第5話 はなさない

「はなさないでね、絶対だよっ」


 はいはい、はなさないよ、と答えながら、腰をかがめて荷台を押す。がたがたと揺れる小さな肩が頼りなくて、守ってあげたくなる気持ちをぐっと堪えた。

 しばらく進んだところで、そっと荷台から手を離す。支えを失っても倒れることなく前へと進んでゆく、信頼の背中は、私の幼い頃の記憶を呼び覚ます。


 私の父は、潜水艦乗りだった。だから、一度海に潜ると、ひと月やふた月、家を留守にすることが当たり前だった。

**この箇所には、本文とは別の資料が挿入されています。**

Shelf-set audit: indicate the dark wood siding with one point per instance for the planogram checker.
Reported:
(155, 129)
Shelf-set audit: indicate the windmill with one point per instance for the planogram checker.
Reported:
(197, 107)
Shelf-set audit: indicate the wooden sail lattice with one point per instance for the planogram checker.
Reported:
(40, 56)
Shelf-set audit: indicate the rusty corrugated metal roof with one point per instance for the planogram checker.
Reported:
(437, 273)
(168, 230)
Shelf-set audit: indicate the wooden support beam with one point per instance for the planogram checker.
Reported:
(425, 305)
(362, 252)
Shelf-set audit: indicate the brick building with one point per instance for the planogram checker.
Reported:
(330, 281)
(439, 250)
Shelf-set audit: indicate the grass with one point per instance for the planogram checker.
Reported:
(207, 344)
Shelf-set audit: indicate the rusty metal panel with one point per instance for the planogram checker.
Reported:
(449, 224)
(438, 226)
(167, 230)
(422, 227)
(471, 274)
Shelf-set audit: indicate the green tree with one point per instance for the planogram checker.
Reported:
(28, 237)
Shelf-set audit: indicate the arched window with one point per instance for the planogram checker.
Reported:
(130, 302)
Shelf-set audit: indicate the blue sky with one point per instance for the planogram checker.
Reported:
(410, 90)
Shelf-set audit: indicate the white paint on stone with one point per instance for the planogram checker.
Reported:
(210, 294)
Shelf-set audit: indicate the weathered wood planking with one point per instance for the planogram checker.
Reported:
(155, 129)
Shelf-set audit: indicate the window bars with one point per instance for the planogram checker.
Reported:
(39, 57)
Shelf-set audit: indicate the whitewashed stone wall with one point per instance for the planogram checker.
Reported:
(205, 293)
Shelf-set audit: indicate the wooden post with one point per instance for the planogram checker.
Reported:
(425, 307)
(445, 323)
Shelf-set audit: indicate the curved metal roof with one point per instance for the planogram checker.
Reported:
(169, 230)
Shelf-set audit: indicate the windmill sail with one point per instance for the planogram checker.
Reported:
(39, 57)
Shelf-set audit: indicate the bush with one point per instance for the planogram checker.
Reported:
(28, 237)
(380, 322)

 休日の公園で、近所の同級生たちが父親に自転車の荷台を持ってもらう姿を何度も目にしていた私は、それが普通なのだと思い込んでいた。私が普通ではないのだと。何故なら、私の荷台を持ってくれたのは、私のことを可愛がってくれていた近所のおじさんだったからだ。

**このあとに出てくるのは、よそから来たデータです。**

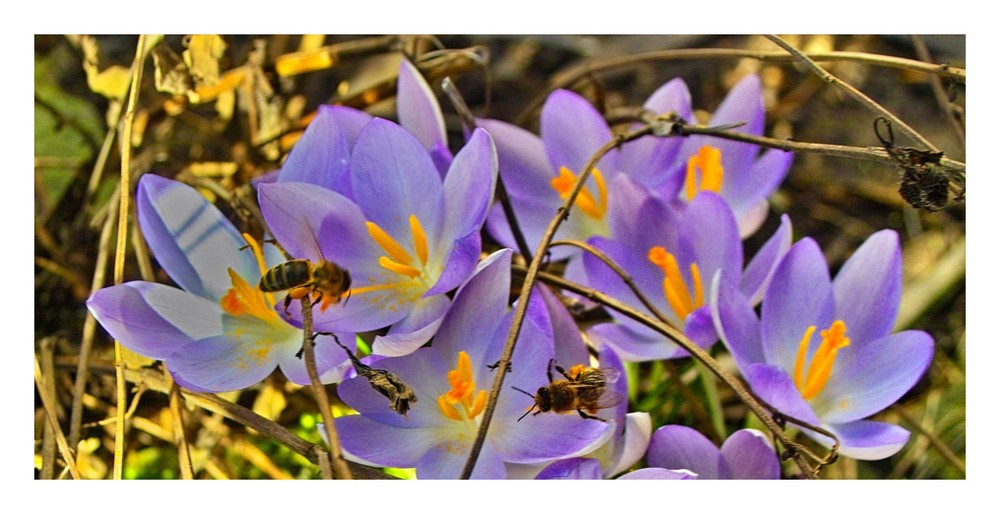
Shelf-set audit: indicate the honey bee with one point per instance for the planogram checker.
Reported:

 そんな環境で育った所為か、自分の子供には父親のことで寂しい想いはさせまいと固く心に誓っていた。そうすることで、幼い頃の自分の心を慰めたかったのかもしれない。それなのに、今こうして、娘の背中を母親の私が一人で見送っている。


『はなさないでっ……!』


 記憶の中の私が叫んでいる。目の前には、全てを無慈悲に呑み込む暗い穴が口を開け、夫は、自ら私の手を離した。あのまま手を繋いでいたら、二人とも穴の中へ落ちてしまっていただろう。


「離さなければ良かった……」


 ぽつりと呟いた言葉は、空気に溶けて、そのまま消えてしまう筈だったのに、背後でそれを拾い上げる声がある。


「はなさないよ」


 私の背後から優しく肩を抱く手は、夫のものではない。

 職場の後輩である松本くんは、何故か子持ちのバツイチ女である私を好きでいてくれる。ささくれだらけの荒れた指先を、綺麗だと言ってくれる。


「……あーっ、はなさないでって言ったのにー!」


 遠くで娘が怒っている。

 それを見た松本くんが私の肩から手を離した。


「自転車、乗れたじゃん!」


 私は、娘に笑顔で手を振った。